Can ARM11 Handle DSP?

Submitted by BDTI on Wed, 04/04/2007 - 15:00

ARM’s general-purpose processor cores have long been used alongside DSP processors in products like cell phones, where the ARM core typically handles tasks like packet processing, user interface, and overall control, and the DSP handles the computationally demanding signal processing.  But as ARM has gradually upgraded its cores with DSP-oriented features, more chip and system designers are considering whether to use an ARM core as a DSP engine. The question is, how much signal processing work can an ARM core handle?

In this article, we present our independent benchmark results for members of ARM’s ARM11 core family, and look at these cores’ performance on common DSP algorithms and on video decoding. We analyze and compare the ARM11's performance to that of earlier ARM cores and selected DSP processors.

ARM Moves Towards DSP

ARM cores are low-cost CPUs that are used in a huge range of embedded products. One of the key advantages to using ARM processors is that they are ubiquitous; lots of people know how to program them, and they have strong third-party support. The earliest ARM core, the ARM7, was poorly suited to signal processing; it didn't have a single-cycle multiplier, and it was based on a Von Neumann memory architecture that didn't allow data and instructions to be retrieved simultaneously.  As a result, its signal processing performance was poor relative to DSP processors. This wasn't surprising, since the ARM7 wasn't designed to handle signal processing; it was designed as a pure CPU.  But it turns out that people have used the ARM7 for simple signal processing anyway. That's because it's readily available, it's already in products, and sometimes it's just easier to implement signal processing on the processor you've already got than to add a new one. Of course, using an ARM7 for signal processing makes sense only for applications with relatively low computational demands; the ARM7 just isn't powerful enough to handle even moderately demanding signal processing. 

As signal processing has become increasingly important in embedded applications, ARM has responded by enhancing its architectures with DSP-oriented features. The ARM9 and ARM9E, for example, both incorporate architectural features that, along with their higher clock speeds, help to improve their signal processing capabilities relative to the ARM7—though these processors still offer only modest signal processing performance. 

The ARM11, one of ARM’s newer core families, represents a significant upgrade over earlier ARM architectures in terms of signal processing features.

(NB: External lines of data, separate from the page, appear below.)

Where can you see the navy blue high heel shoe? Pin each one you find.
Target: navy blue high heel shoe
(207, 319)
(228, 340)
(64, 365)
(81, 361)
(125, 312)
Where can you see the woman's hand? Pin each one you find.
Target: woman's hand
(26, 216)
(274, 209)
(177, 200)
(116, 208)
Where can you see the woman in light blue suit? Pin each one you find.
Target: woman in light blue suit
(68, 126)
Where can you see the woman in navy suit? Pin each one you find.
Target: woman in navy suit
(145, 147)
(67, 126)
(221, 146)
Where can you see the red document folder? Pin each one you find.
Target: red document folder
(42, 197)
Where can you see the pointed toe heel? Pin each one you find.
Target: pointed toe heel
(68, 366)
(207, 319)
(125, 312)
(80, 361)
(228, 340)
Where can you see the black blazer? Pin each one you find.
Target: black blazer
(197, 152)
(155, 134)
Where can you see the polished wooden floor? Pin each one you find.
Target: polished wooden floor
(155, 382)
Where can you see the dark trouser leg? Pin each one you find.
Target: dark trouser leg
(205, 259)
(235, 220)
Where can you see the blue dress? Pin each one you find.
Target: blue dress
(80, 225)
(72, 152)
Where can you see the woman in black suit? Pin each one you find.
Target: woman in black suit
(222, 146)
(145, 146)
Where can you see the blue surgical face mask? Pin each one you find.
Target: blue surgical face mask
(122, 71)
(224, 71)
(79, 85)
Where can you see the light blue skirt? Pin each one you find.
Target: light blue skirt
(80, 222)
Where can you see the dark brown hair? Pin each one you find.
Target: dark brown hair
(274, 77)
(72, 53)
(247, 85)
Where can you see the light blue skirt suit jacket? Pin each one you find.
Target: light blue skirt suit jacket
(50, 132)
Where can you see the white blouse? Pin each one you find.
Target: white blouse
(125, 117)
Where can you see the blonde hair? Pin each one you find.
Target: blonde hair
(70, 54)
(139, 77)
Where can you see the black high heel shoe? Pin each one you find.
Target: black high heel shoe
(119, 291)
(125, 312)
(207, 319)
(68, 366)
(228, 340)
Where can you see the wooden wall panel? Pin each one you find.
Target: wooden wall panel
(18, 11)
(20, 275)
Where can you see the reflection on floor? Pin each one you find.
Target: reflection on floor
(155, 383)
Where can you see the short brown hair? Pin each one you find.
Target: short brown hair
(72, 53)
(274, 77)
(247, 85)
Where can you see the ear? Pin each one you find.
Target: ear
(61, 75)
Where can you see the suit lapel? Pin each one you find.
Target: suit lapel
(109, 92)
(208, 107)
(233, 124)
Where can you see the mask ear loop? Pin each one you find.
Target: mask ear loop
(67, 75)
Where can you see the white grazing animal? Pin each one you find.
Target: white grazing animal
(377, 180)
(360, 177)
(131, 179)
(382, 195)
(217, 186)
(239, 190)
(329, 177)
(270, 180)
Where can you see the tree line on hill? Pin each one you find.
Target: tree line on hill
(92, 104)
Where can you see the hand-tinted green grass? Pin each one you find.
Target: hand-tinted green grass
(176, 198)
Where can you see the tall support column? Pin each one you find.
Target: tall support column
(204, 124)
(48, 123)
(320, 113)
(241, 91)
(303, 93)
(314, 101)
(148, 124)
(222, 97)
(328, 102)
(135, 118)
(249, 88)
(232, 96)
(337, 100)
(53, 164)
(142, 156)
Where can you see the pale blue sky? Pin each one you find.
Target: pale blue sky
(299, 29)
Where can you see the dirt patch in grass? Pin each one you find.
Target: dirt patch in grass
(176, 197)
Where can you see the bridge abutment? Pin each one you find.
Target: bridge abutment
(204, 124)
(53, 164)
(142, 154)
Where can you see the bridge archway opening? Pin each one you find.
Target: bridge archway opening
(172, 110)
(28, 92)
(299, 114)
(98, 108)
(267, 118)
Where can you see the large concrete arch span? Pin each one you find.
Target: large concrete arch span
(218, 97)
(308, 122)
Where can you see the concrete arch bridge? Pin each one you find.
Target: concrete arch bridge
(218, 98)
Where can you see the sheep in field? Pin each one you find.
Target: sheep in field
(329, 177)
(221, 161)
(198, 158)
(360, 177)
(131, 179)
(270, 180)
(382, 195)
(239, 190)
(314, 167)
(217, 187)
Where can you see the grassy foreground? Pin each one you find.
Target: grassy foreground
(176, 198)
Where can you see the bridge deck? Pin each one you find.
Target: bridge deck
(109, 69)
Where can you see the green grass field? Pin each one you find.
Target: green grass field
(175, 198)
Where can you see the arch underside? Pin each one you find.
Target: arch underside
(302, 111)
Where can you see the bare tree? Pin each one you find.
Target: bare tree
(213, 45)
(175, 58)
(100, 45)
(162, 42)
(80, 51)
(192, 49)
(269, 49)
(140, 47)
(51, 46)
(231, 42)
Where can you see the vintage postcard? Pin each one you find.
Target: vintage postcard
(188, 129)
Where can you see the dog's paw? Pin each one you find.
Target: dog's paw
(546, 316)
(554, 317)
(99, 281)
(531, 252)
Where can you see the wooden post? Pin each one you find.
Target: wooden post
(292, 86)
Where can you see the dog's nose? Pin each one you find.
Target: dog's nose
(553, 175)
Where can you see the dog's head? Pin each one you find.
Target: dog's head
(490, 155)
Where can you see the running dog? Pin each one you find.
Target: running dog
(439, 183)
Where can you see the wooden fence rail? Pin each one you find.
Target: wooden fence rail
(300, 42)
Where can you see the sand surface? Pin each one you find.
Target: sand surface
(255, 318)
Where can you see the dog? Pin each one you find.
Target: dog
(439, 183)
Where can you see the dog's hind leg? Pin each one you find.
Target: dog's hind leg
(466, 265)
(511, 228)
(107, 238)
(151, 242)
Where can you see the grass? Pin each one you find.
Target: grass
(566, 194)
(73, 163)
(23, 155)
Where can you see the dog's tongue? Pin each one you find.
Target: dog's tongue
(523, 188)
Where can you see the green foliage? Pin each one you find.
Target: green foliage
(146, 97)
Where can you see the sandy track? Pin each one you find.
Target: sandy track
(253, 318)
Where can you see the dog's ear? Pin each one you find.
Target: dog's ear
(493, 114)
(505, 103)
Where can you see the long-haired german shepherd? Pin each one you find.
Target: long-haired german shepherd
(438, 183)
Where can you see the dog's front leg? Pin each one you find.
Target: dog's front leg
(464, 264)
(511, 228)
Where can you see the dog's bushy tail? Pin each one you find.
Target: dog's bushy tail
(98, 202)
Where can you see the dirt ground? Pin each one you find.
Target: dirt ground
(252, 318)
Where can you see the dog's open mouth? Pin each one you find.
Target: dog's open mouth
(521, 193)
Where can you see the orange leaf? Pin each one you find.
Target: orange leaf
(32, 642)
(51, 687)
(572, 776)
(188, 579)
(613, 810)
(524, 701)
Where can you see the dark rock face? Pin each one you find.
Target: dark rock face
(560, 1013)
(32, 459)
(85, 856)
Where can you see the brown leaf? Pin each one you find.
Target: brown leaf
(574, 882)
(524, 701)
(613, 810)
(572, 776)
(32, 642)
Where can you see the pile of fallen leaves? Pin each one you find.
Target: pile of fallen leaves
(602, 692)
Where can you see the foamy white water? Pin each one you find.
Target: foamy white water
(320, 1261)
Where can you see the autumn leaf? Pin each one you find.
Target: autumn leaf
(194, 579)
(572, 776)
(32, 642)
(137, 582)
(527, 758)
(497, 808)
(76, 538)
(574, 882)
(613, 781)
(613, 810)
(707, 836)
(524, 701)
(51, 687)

Of particular interest are the new 8-bit and 16-bit SIMD (single instruction, multiple data) instructions, which are intended to accelerate video and audio processing. (ARM refers to these instructions as media processing extensions.) The ARM11 includes a 64-bit data bus (vs. 32 bits on earlier ARM processors) to help make use of these additional computational capabilities. The ARM11 also has a deeper pipeline, enabling higher clock rates.  As we explain in more detail below, all of these factors combine to give the ARM11 significantly better signal processing performance than earlier ARM cores.

Assessing the ARM11

BDTI has assessed the digital signal processing performance of the ARM11 using two of their highly respected benchmark suites. The first results we'll present are for the BDTI DSP Kernel Benchmarks, which consist of 12 common DSP algorithms (such as FIR filters and FFTs). Each algorithm is carefully optimized on each target processor, mirroring how such functions are typically implemented in signal processing applications.  A processor's results from BDTI's 12 kernel benchmarks are used to evaluate its speed, energy efficiency, memory efficiency, and cost performance. These results are also used to generate the processor’s BDTImark2000TM score. The BDTImark2000 is an overall DSP speed metric, with a higher score indicating a faster processor. Figure 1 illustrates the ARM1176 and ARM1136 results on the BDTImark2000, alongside those of several other processors. (BDTImark2000 scores for additional processors are available on BDTI's web site, at  /Services/Benchmarks/DKB.)

=center>

figure 1

Figure 1: Certified BDTImark2000™ results. The BDTImark2000 is an overall measure of processors' signal processing speed, based on the BDTI DSP Kernel Benchmarks. BDTIsimMark2000 scores are measured on simulators rather than on hardware, and may use projected clock speeds.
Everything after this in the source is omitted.